Gulf Coast property owners need hurricane or natural disaster insurance to cover destruction caused by Mother Nature, not flood insurance, according to Mississippi Congressman Gene Taylor.
Taylor is suing State Farm Insurance because his home in Bay St. Louis was destroyed by Hurricane Katrina, and the company says the damage was done by water, not wind.
Taylor’s plight mirrors that of thousands of South Mississippi residents who had homeowners insurance but were told they didn’t need extra protection from flooding.
Now, people who didn’t have flood insurance are being told the damage was caused by water, not wind, and homeowners’ policies typically don’t cover water damage, even when the water is driven by wind.
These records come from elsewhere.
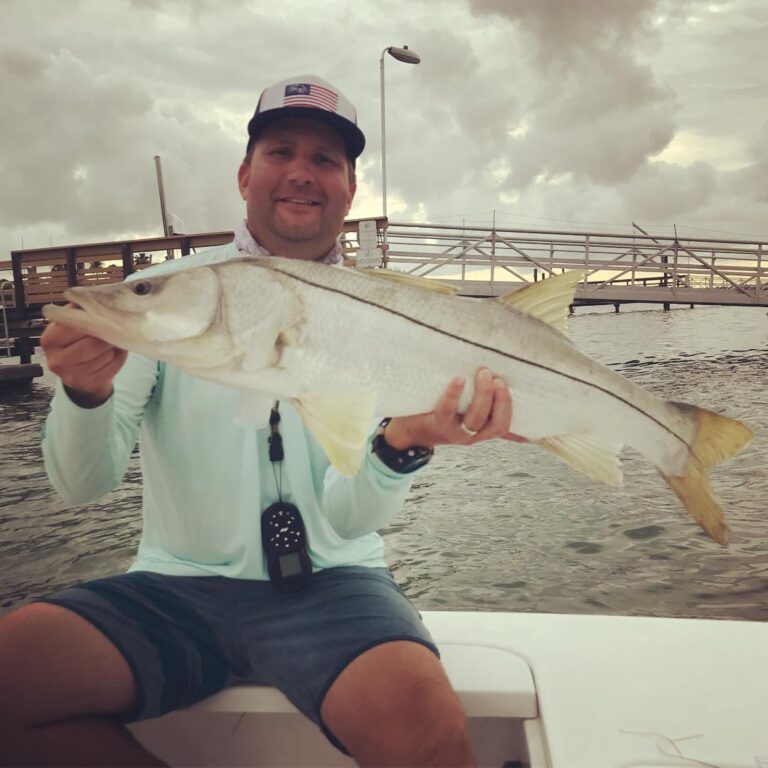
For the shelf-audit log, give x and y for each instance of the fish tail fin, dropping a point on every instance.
(717, 438)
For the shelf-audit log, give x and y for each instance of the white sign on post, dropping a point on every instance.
(367, 258)
(367, 236)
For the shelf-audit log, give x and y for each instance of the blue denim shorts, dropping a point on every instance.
(187, 637)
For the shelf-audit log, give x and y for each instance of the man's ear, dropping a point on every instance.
(243, 175)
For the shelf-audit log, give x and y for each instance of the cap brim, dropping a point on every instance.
(352, 136)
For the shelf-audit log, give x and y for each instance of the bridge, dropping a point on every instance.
(482, 262)
(618, 268)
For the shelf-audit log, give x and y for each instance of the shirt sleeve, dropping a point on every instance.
(366, 502)
(87, 450)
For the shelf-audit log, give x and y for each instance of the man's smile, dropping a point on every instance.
(297, 201)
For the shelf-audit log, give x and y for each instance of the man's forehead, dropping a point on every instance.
(294, 128)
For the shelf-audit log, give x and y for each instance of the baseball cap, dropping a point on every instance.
(311, 97)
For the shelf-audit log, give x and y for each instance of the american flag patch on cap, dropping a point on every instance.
(310, 95)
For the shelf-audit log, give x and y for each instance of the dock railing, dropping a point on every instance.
(6, 300)
(482, 261)
(485, 260)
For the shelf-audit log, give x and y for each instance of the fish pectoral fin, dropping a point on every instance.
(253, 409)
(416, 282)
(548, 300)
(588, 454)
(340, 422)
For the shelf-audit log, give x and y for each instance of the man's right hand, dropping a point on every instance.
(86, 365)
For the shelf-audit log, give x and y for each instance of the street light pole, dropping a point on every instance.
(407, 56)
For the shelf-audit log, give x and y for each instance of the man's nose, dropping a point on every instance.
(300, 170)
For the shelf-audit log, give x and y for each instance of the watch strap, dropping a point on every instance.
(401, 461)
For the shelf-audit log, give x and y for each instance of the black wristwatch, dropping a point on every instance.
(402, 462)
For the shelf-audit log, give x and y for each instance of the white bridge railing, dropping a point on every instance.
(616, 265)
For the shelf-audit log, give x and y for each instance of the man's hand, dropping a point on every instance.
(488, 416)
(86, 365)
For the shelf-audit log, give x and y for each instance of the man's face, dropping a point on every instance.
(297, 188)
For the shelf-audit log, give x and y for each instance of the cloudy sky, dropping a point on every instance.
(555, 114)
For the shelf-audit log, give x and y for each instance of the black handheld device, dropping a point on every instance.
(284, 539)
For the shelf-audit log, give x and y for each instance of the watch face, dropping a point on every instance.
(290, 565)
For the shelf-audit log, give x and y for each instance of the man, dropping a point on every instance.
(202, 608)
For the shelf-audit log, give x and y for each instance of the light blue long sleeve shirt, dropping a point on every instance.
(206, 479)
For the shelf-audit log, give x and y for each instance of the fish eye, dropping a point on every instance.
(142, 287)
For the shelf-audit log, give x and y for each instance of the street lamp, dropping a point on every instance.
(407, 56)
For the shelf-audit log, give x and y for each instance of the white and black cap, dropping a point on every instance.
(311, 97)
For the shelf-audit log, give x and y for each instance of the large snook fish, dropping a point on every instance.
(345, 346)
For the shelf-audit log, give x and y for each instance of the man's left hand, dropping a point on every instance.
(488, 416)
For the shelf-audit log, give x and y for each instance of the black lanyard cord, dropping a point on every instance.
(276, 452)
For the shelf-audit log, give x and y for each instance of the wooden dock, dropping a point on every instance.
(18, 374)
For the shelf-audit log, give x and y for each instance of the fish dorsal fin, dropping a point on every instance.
(340, 422)
(547, 300)
(588, 454)
(416, 282)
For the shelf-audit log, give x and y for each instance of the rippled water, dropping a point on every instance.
(498, 526)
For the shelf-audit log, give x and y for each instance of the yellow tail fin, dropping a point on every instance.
(717, 438)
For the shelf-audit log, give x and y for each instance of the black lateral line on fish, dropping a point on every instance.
(485, 347)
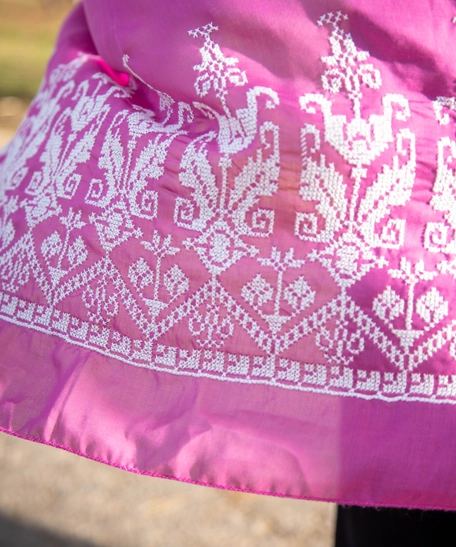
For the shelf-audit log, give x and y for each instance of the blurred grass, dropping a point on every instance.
(28, 30)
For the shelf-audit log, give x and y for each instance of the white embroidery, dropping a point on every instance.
(217, 278)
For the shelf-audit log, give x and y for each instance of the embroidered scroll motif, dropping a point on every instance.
(158, 236)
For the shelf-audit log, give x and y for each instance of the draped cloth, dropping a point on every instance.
(228, 247)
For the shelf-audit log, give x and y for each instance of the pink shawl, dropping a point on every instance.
(228, 252)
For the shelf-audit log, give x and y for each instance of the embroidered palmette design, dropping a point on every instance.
(130, 231)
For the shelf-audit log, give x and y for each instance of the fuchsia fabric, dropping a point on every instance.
(227, 247)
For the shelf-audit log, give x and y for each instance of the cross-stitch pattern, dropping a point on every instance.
(169, 255)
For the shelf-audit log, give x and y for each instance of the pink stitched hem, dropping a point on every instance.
(339, 501)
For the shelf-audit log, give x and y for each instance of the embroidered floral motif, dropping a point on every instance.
(115, 210)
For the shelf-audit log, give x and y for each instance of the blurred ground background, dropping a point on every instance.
(51, 498)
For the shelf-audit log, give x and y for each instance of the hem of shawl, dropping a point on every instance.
(339, 501)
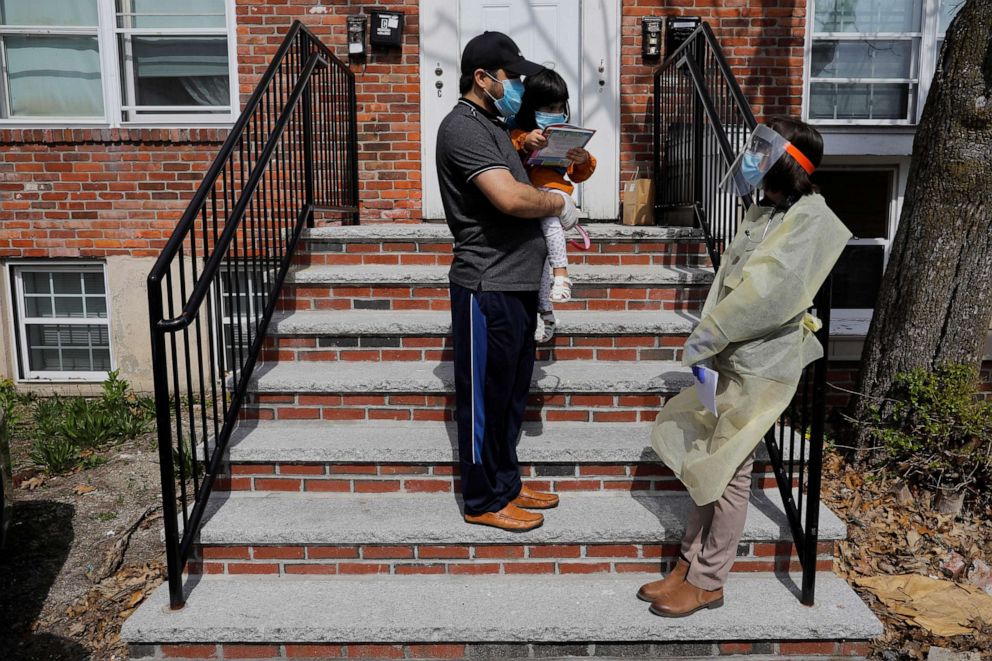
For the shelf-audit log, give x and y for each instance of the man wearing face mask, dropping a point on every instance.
(499, 251)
“I cannot find the words to express my anger and disappointment at the way insurance companies have treated the people of South Mississippi,” Taylor told the Biloxi Sun-Herald. “I think the right thing to do is change the name of the (federal) program… (but) I wish the private sector would have stepped up and solved this problem.”
Taylor spoke last week to a U.S. House subcommittee and a Senate committee and said the National Flood Insurance Program is paying claims, but not enough people have it.
He also wants to raise the $250,000 cap on the national insurance.
“It doesn’t matter if it was wind or water,” he told the subcommittee on housing during its hearing in Gulfport recently. “If a person had insurance, their payment ought to be based on damage.”
If the national program were changed to cover damage from natural disasters, property owners throughout the country could get insurance for hurricanes, floods, earthquakes, tornados and ice storms.
Taylor doesn’t serve on the House’s financial services committee, but he hopes someone on that committee will sponsor a bill when Congress goes back in session Jan. 31. He also wants support from his colleagues in the Senate, Thad Cochran and Trent Lott.
Lott’s spokesman, Lee Youngblood, told the Sun-Herald the senator, whose home in Pascagoula was destroyed by Katrina, has been open to most ideas that would help South Mississippi residents.
“I think he’d want to look at this and consider it,” Youngblood said.